Under English or American law (or any other common law system), you or your company may be ordered by a court to identify and disclose not just physical documents but also electronically stored information (ESI) as part of a litigation process. This could apply to you even if you are not a party to the court proceedings.
Location of the ESI
Data is often stored or replicated in an external hosting centre or within a software application – particularly in relation to SaaS software, or in a corporate data centre. If numerous data centres are used they are usually in different physical locations which could be in various countries. The court order to disclose data may well conflict with compliance and privacy requirements in relation to data in the countries in which the data is actually held. However for the purposes of complying with a court order the actual location of the data and the local rules applying to the storage of the data cannot be used as a reason to refuse disclosure.
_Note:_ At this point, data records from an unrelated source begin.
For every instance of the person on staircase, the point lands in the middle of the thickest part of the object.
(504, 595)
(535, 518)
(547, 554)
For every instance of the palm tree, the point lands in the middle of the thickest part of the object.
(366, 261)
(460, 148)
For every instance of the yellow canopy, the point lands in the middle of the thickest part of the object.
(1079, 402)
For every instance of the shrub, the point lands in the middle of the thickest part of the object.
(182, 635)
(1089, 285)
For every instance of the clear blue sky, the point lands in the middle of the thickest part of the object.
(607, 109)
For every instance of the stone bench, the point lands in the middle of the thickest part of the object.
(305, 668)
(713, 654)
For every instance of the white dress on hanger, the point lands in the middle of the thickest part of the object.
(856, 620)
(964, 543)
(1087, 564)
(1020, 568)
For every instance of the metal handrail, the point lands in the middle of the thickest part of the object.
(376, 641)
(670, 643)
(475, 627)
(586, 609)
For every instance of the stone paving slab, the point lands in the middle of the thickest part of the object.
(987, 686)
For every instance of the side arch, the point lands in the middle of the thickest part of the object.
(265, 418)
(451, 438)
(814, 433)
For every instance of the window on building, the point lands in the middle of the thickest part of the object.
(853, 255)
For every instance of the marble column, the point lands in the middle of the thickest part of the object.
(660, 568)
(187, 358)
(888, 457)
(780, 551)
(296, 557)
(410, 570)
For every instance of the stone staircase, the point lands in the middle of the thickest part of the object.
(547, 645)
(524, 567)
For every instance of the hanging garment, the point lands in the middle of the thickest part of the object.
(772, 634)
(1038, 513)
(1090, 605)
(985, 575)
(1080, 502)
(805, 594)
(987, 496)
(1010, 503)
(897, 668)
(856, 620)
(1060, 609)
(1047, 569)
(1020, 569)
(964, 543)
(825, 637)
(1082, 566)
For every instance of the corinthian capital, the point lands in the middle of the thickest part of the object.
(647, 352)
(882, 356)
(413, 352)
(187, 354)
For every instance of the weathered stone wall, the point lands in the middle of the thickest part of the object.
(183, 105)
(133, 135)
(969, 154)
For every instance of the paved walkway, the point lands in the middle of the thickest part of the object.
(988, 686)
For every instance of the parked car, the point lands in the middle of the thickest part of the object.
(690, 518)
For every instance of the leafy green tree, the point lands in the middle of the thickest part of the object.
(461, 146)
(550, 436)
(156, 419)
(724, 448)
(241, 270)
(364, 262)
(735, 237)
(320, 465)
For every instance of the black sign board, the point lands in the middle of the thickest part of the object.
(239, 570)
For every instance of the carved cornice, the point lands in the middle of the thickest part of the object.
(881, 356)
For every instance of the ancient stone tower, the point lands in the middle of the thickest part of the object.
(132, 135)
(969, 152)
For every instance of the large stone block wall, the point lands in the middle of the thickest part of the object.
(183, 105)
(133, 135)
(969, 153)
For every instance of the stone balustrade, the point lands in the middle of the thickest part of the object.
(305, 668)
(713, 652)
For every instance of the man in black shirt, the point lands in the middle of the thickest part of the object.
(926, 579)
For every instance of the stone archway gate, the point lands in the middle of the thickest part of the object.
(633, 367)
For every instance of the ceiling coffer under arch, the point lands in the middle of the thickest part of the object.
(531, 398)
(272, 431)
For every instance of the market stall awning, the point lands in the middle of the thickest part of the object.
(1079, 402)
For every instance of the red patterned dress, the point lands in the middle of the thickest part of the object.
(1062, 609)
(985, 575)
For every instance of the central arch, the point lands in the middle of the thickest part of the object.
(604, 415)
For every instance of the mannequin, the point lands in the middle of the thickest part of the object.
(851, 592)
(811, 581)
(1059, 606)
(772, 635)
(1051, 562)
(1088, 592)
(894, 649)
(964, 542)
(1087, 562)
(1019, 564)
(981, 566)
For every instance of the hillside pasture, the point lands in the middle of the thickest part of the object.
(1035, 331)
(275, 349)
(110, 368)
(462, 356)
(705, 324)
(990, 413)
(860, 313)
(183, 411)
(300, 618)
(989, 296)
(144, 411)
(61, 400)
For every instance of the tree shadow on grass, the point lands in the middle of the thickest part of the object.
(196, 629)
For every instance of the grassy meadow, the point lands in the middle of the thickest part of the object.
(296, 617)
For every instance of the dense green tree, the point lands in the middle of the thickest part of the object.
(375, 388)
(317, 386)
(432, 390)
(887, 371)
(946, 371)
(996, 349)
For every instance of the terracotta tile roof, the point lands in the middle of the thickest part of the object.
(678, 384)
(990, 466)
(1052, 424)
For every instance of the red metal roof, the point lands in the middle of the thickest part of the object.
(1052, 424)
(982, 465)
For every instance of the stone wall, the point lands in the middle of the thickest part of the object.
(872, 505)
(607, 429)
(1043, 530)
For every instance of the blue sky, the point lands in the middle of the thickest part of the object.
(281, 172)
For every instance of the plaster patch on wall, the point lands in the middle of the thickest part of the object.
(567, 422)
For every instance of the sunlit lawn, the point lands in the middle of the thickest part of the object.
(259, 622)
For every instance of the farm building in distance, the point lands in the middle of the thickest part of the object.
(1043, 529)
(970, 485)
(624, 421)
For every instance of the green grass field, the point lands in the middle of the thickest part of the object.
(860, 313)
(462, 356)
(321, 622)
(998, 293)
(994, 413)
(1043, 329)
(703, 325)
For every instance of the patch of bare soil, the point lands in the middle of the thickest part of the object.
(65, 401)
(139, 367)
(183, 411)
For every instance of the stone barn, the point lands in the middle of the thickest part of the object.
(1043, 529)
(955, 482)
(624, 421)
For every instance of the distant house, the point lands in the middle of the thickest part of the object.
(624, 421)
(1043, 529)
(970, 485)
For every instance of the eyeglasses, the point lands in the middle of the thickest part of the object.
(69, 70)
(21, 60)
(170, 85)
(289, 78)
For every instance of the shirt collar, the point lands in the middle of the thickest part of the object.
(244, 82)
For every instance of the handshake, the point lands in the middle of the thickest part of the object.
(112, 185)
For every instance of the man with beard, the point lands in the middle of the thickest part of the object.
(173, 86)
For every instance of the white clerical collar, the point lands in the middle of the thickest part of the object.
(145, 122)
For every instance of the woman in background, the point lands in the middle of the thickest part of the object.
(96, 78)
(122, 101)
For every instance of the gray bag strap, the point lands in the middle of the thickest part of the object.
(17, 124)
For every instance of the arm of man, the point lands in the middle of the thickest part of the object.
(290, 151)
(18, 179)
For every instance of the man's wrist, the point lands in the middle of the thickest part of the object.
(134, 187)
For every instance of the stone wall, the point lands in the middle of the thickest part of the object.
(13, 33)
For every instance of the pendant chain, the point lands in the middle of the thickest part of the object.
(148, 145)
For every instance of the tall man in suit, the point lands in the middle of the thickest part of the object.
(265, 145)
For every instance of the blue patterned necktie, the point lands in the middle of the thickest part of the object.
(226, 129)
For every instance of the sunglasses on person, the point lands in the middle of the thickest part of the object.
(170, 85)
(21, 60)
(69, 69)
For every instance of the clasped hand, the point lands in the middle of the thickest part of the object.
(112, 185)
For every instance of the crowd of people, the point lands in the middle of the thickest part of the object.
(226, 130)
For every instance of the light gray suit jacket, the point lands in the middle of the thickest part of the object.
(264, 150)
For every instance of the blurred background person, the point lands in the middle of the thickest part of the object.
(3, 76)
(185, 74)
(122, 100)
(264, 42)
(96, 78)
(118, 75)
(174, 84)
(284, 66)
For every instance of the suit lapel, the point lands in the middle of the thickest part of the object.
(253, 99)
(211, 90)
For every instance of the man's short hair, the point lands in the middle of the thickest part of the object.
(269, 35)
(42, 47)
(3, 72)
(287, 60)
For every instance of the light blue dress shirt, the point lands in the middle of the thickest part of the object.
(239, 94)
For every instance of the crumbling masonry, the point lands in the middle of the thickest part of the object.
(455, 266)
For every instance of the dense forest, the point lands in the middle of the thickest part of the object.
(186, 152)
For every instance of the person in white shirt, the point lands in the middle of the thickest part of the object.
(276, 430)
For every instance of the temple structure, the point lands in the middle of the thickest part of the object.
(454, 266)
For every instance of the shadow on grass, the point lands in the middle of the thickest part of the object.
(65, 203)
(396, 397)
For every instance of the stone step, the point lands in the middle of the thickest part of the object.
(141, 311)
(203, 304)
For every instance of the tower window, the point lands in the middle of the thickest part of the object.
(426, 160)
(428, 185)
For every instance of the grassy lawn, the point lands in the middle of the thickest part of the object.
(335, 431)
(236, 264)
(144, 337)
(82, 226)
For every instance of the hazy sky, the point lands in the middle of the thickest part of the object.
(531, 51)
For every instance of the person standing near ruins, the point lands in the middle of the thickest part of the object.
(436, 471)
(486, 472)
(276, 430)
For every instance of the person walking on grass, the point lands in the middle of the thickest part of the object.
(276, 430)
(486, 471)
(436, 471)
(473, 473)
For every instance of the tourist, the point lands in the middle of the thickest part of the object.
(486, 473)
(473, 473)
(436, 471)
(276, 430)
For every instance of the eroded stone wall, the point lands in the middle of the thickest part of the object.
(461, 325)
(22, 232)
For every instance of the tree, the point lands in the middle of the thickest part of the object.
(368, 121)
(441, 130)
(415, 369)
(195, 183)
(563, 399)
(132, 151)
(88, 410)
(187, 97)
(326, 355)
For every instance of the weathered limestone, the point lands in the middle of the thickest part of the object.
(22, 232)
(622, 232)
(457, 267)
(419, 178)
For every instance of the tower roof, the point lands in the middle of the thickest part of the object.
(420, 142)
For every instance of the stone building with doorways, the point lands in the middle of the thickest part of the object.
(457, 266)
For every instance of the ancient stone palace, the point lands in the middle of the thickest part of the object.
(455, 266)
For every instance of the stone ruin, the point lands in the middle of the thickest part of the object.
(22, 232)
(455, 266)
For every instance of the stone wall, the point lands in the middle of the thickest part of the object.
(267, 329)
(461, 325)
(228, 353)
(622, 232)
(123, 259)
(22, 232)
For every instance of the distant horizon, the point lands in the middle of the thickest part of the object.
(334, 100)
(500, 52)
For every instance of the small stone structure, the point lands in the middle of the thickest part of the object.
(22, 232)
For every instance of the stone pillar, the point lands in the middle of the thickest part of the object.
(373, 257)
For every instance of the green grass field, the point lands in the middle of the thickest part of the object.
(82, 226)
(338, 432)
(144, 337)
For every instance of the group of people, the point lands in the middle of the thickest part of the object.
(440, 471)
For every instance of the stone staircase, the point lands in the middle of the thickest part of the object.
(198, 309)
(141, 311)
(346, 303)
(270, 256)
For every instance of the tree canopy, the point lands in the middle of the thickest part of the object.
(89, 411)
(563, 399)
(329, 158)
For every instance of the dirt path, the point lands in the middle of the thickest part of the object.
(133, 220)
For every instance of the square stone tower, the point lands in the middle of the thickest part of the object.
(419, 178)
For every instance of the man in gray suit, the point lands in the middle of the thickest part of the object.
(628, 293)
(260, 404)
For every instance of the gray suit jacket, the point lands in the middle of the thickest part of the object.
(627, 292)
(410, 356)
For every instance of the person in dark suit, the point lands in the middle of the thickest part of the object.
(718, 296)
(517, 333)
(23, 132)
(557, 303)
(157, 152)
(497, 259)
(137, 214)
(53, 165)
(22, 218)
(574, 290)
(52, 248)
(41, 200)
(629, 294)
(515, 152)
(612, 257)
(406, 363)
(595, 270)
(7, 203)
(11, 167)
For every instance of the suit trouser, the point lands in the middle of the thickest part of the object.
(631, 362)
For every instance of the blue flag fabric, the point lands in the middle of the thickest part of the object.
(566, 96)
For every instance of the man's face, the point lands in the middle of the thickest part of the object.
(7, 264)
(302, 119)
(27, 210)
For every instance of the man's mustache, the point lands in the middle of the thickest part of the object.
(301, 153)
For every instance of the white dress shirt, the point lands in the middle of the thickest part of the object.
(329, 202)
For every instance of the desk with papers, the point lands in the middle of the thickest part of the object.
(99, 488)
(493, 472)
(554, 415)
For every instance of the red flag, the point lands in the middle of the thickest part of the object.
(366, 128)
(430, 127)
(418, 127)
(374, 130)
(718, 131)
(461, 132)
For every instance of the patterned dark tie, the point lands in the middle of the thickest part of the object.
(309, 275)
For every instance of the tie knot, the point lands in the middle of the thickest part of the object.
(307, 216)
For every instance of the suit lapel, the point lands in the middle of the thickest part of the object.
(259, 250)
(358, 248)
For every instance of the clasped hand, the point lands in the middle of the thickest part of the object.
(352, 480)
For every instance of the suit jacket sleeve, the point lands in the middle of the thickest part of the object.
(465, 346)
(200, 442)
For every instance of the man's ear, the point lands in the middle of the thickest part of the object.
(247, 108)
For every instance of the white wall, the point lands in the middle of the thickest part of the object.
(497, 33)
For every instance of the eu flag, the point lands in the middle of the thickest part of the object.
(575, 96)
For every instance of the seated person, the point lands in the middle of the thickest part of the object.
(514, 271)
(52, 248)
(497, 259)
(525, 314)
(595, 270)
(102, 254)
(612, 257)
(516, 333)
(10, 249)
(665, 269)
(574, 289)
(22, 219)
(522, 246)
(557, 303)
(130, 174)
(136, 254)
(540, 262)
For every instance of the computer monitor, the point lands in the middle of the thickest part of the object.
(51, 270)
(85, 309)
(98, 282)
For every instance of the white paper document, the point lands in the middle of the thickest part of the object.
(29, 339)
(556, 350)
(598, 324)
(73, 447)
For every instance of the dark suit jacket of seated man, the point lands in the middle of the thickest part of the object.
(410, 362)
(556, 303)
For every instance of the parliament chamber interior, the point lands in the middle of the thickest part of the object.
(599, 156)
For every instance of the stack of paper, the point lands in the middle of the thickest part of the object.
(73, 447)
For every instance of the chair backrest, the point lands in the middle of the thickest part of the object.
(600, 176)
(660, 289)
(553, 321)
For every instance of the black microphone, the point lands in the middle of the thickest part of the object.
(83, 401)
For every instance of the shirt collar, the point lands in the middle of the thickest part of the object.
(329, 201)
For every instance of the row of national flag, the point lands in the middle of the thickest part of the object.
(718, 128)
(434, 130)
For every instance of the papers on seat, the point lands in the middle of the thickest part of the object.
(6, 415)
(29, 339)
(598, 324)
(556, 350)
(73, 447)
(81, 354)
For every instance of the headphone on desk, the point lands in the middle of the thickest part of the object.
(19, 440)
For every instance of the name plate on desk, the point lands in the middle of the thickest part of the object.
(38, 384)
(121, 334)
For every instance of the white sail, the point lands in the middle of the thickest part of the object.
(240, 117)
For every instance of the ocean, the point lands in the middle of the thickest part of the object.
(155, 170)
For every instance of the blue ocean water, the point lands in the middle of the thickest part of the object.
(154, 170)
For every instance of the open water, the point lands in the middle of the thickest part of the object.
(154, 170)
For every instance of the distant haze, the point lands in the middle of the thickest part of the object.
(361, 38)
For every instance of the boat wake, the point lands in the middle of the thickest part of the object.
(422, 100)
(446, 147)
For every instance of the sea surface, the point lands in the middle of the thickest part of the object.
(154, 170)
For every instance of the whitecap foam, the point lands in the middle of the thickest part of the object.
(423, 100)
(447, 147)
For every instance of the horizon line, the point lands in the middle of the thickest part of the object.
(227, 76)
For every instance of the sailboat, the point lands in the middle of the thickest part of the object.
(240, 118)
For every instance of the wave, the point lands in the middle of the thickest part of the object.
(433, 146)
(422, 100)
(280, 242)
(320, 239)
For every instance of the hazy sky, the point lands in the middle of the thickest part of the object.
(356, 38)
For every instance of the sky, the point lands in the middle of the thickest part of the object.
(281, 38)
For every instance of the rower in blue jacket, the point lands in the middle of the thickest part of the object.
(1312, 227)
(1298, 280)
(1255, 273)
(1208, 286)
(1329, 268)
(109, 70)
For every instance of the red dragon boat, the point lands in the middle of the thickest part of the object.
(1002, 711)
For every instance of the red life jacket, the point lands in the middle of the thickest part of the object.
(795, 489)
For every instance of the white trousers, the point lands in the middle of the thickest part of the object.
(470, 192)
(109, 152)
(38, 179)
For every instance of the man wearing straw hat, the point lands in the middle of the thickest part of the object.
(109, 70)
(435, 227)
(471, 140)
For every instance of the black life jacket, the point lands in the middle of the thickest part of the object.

For example in AccessData Corporation v ALSTE Technologies GmbH a US court ordered a German company to disclose emails stored in Germany as part of the disclosure process in a court case, although the company argued that this breached the German Data Protection Act.
In order to protect yourself against the above scenario, you should include clauses in your terms and conditions that permit you to comply with requests for disclosure of both physical and electronic information in relation to court orders. If you hold data on behalf of customers, you should also try to exclude liability for a technical or any other type of failure to properly comply with a disclosure request that they forward to you.